Arrêtons dès maintenant :

  • la double morale de la Suisse en matière de politique étrangère et économique
  • l’exportation d’armes, de munitions et autre matériel de guerre

Exportons plutôt :

  • des biens propices au bien-être
  • notre expertise en matière de promotion de la paix, telles que la médiation diplomatique, la coopération au développement et l’aide humanitaire

Ne rendons pas le monde moins sûr ! La Suisse à mieux à exporter que des armes!

Une jeunesse nombreuse lors de la Marche de Pâques 2019

Plus de 1000 personnes ont répondu à l’appel et participé par un temps radieux à la traditionnelle Marche de Pâques de Berne dont le slogan était : « Exportons la paix plutôt que la guerre ! ». De nombreuses familles et un jeune public ont pris part au cortège ralliant le parc d’Eichholz à la Place de la Collégiale.

Avec le slogan « Exportons la paix plutôt que la guerre ! », la Marche de Pâques de cette année attire l’attention sur le fait que la Suisse est au pro rata de sa population, la quatrième puissance exportatrice d’armes dans le monde. Dans ce contexte, la Marche de Pâques exige de la Suisse de mettre un terme à sa double morale en matière de politique internationale et économique, et de stopper l’exportation d’armes, de munitions et tout autre matériel de guerre. En lieu et place de cela, la Suisse doit exporter davantage de biens propices au bien-être, ainsi que ses services en matière de promotion de la paix. Le thème de la Marche de Pâques faisait écho à l’initiative correctrice de la Coalition contre les exportations d’armes dans les pays en guerre civile, dont la phase de récolte de signatures touche à sa fin actuellement.

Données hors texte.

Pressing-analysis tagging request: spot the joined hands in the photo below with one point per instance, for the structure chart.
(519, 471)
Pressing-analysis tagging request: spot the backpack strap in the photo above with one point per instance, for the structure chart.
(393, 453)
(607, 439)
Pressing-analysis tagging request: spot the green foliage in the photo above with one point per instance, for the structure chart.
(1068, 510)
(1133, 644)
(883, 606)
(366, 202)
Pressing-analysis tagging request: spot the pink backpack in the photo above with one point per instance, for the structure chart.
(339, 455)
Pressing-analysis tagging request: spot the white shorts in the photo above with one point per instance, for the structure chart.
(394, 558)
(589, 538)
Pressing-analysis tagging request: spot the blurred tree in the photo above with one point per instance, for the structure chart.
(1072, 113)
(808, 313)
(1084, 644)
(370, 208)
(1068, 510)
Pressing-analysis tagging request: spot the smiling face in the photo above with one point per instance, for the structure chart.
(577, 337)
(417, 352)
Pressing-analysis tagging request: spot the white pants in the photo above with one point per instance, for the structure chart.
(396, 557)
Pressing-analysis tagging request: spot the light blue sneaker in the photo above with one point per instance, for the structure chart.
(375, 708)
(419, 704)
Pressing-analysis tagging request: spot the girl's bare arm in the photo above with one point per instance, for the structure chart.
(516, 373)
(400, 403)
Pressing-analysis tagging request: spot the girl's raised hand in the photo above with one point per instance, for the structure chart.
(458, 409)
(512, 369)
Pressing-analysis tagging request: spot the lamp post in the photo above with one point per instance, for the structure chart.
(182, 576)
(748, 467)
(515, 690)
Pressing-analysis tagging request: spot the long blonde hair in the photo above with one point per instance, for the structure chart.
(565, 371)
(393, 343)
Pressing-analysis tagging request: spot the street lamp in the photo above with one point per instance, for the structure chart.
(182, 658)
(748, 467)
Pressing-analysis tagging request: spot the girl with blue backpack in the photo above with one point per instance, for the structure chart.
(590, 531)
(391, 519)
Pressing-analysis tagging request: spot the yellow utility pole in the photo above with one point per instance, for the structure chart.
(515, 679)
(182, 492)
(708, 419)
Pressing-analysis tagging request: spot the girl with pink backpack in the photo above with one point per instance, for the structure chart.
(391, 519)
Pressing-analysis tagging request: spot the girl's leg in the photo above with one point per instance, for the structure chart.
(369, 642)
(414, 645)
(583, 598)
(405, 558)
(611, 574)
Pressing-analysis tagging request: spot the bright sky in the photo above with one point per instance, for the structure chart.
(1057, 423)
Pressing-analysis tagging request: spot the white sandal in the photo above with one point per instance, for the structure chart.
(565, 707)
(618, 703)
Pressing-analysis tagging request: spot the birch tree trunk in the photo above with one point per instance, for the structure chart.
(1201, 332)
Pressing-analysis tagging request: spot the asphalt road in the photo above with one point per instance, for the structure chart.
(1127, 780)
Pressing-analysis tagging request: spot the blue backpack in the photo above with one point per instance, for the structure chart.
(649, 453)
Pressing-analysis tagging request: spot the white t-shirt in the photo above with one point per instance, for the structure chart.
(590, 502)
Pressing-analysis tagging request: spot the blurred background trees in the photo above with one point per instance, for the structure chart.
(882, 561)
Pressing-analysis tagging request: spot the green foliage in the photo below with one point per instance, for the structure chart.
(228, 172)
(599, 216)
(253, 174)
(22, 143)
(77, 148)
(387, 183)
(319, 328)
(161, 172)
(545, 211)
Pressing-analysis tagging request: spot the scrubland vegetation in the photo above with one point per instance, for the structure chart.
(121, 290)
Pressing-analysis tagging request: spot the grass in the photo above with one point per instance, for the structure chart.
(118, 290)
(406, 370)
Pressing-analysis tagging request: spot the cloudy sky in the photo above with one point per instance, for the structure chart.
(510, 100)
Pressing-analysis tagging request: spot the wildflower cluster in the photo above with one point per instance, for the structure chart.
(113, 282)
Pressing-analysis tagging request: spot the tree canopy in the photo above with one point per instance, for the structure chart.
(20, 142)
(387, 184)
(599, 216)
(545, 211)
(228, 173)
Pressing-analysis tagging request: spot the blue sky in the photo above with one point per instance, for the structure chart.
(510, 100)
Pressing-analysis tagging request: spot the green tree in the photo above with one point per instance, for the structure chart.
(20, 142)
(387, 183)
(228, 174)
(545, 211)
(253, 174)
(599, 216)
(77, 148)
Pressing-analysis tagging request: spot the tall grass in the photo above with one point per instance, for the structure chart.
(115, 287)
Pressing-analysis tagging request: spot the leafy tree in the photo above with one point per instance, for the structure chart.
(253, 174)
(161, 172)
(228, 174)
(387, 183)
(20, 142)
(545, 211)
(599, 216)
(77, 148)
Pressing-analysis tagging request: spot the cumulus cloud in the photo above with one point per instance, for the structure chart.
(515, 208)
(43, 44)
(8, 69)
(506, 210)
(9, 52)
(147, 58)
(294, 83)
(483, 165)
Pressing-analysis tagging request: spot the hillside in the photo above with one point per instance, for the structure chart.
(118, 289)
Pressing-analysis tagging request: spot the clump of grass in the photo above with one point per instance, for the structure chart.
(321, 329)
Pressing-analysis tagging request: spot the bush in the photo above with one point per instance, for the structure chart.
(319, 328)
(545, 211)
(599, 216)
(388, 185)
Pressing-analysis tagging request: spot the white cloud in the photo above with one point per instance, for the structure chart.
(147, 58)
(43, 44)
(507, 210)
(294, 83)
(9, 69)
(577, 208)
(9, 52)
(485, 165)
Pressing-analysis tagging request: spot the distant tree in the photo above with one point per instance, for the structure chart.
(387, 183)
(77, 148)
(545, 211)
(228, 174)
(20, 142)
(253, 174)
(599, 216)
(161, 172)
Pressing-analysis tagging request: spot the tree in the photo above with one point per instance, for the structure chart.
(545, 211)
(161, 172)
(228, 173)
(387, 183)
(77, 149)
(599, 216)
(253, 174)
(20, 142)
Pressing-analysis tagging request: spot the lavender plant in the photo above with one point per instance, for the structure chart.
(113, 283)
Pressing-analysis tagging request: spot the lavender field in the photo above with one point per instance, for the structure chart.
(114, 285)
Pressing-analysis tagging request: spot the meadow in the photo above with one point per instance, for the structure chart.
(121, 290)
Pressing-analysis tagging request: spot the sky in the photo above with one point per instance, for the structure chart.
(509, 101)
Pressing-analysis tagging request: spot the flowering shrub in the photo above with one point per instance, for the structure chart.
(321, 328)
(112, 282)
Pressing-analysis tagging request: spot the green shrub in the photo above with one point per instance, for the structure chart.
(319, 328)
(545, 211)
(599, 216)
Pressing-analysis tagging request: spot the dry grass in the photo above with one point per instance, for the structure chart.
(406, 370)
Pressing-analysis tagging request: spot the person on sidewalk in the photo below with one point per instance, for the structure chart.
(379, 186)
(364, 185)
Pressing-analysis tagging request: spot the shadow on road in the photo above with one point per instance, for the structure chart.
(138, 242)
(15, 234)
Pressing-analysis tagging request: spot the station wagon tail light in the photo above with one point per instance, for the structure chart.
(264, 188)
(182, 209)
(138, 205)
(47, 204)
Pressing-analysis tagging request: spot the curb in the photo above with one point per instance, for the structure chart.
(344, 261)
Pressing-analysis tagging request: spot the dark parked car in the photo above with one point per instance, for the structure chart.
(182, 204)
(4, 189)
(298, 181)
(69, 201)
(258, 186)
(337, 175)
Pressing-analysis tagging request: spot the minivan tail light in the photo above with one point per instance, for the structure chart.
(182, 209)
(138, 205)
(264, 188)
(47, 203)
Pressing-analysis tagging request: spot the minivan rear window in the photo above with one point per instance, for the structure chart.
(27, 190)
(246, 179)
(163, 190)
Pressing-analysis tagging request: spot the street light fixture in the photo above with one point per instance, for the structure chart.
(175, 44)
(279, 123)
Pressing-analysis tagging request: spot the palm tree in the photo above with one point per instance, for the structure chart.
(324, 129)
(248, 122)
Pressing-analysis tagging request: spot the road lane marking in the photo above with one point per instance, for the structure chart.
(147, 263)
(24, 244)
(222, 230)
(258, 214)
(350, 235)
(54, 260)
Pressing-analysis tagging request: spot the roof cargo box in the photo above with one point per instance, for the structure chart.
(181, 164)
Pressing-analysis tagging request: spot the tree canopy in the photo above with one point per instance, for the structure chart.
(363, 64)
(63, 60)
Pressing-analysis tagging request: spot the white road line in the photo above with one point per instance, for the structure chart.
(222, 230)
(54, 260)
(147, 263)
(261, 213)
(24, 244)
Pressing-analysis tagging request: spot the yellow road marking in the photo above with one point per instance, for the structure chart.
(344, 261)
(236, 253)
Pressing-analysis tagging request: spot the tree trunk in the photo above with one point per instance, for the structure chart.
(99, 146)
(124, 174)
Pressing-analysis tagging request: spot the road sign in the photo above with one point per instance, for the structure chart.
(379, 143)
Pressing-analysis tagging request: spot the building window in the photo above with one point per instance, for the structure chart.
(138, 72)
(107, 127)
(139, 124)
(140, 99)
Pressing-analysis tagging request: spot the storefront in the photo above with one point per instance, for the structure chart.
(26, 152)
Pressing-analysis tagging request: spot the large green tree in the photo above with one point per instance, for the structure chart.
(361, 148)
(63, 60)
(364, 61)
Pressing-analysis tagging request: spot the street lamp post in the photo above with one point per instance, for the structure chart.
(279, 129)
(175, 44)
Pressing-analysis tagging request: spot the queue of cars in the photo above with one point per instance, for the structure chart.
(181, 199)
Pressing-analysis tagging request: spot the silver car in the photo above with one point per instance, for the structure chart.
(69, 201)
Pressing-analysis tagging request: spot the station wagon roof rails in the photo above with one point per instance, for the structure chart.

Sur la place de la collégiale, Magdalena Küng, secrétaire du GSsA, pointait du doigt dans son discours l’industrie de l’armement, ainsi que le Conseil fédéral qui voulait autoriser les exportations d’armes même dans les pays en guerre civile. « Le Conseil fédéral s’est finalement rétracté et a suspendu l’assouplissement prévu » a-t-elle lancé, avant de renchérir : « Cela montre qu’une résistance déterminée peut porter ses fruits, aujourd’hui comme dans le futur ». Le second discours a été tenu par Andrea Nagel et Johan Jaquet de l’organisation Peace Brigades International. Johan Jaquet a rapporté au sujet de son expérience dans les bidonvilles de Nairobi et de cet engagement avec PBI en faveur d’un monde plus pacifiste.

Parmi les organisateurs de cette édition de la Marche de Pâques figurent, à l’instar des années précédentes, le GSsA, les Eglises et de nombreuses organisations pacifistes. Plus de 1500 personnes ont répondu à l’appel et défilé paisiblement du parc de Eichholz à la Place de la Collégiale.

La Manifestation s’est achevée comme chaque année en musique. Pour cette édition, c’est le groupe de pop latino « Lacolla y Capitanes del espacio » qui a apporté une note festive à la manifestation. En outre, les participant-e-s se sont régalé-e-s des spécialités jurassiennes préparées par le Marché des Paysannes.